4) Retomar “conteúdos cívicos” na plataforma
Zuckerberg anunciou o retorno de conteúdos políticos à plataforma, exemplificando com o processo eleitoral norte-americano. “Estamos entrando em uma nova era”, disse.
Essa nova era, alinhada aos valores ultraliberais e autoritários da extrema-direita, reforça que as plataformas não são politicamente neutras.

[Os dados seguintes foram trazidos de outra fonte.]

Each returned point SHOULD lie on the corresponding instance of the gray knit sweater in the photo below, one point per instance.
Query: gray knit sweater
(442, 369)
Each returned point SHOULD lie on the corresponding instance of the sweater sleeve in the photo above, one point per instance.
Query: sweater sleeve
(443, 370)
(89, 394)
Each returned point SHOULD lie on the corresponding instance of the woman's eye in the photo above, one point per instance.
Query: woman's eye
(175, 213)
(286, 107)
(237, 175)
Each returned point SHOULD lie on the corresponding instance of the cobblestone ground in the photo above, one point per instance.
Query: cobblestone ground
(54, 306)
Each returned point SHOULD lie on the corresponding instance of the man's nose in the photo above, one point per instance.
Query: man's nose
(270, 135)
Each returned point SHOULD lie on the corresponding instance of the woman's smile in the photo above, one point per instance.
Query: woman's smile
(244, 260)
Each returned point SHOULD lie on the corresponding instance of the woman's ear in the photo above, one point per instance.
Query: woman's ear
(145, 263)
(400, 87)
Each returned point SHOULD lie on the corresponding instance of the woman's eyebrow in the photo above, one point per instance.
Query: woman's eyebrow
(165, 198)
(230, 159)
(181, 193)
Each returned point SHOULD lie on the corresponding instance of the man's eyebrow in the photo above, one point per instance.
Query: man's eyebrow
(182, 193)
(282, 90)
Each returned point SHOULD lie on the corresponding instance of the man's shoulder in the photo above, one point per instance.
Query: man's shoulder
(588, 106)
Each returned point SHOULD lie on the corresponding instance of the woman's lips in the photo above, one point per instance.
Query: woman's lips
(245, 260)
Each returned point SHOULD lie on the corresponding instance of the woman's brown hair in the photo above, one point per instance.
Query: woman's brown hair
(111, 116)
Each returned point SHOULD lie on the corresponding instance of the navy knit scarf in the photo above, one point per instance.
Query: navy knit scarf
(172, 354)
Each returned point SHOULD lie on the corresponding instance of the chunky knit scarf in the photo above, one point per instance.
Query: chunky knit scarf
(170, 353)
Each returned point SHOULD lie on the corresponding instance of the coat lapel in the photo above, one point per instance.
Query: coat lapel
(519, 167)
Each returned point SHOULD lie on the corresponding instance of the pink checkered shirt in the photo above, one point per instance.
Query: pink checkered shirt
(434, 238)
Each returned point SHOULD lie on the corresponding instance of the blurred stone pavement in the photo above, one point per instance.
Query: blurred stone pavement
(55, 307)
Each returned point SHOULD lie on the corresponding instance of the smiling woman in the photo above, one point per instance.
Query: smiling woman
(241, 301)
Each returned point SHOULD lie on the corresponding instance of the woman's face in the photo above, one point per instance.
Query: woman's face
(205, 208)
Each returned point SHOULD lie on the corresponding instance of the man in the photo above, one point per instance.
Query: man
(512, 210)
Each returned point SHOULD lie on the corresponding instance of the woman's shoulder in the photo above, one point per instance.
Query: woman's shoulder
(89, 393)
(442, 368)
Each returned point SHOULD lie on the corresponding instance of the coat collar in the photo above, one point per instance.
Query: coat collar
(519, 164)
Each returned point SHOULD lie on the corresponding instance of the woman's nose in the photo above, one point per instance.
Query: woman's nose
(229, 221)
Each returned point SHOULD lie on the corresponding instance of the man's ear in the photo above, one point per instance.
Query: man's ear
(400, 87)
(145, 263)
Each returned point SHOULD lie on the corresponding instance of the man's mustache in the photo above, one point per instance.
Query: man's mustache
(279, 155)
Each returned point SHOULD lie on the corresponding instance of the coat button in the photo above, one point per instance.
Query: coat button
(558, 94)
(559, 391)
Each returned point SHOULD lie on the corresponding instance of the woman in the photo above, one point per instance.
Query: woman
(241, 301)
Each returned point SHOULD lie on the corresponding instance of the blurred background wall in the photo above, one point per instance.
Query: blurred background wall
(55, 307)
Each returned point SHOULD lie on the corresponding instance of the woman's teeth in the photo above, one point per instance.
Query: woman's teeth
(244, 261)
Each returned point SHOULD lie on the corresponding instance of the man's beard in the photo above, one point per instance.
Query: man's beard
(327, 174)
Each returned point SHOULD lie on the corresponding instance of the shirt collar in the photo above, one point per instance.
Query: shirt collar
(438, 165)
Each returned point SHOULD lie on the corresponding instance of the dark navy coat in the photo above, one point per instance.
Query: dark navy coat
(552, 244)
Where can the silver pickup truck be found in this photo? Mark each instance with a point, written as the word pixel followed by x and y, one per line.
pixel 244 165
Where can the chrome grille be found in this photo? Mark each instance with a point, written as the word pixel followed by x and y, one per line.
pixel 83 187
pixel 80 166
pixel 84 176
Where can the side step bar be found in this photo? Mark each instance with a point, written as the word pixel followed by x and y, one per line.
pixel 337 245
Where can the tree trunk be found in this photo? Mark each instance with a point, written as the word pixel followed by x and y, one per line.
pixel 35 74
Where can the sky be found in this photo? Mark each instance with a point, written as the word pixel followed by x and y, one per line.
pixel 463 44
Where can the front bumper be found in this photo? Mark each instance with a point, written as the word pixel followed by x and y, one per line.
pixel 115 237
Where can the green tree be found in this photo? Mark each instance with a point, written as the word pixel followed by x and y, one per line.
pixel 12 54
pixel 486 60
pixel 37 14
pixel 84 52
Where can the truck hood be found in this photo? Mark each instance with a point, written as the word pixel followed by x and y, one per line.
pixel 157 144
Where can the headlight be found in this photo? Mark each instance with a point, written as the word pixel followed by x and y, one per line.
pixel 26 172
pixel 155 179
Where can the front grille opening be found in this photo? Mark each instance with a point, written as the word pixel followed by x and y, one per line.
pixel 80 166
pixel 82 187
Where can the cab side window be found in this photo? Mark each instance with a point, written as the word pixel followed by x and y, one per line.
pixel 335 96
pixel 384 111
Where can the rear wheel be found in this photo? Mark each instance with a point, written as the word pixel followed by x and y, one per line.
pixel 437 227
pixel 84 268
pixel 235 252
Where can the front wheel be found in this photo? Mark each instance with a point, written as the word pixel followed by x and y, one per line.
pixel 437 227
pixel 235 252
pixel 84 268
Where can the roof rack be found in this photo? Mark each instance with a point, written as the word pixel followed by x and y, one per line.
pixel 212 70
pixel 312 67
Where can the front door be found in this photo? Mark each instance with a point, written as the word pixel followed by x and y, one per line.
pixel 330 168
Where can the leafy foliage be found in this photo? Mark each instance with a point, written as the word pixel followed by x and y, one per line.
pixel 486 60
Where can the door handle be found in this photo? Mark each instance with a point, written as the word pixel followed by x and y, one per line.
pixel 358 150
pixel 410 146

A mensagem de Zuckerberg, menos de 24 horas após a confirmação da eleição de Trump, explicita essa posição.
5) Mudança da sede de trabalho dos times de conteúdo e moderação
Zuckerberg justificou que, ao ampliar a liberdade de expressão, o ideal é que sua equipe esteja em locais menos suscetíveis a vieses. Não é coincidência que a equipe migre da Califórnia, governada por democratas, para o Texas, de governança republicana.
Essa decisão marca o início de uma contra-ofensiva das Big Techs contra regulações e tentativas de ampliar a agência da sociedade sobre o debate público fragmentado pela arquitetura e design das plataformas, cuja moderação do fluxo informacional é cada vez mais dependente de modelos de inteligência artificial.
Estamos vivenciando uma fase do capitalismo em que a democracia e suas instituições são vistas como entraves ao acúmulo de capital. Trump, Musk e Zuckerberg são os três cavaleiros deste apocalipse informacional.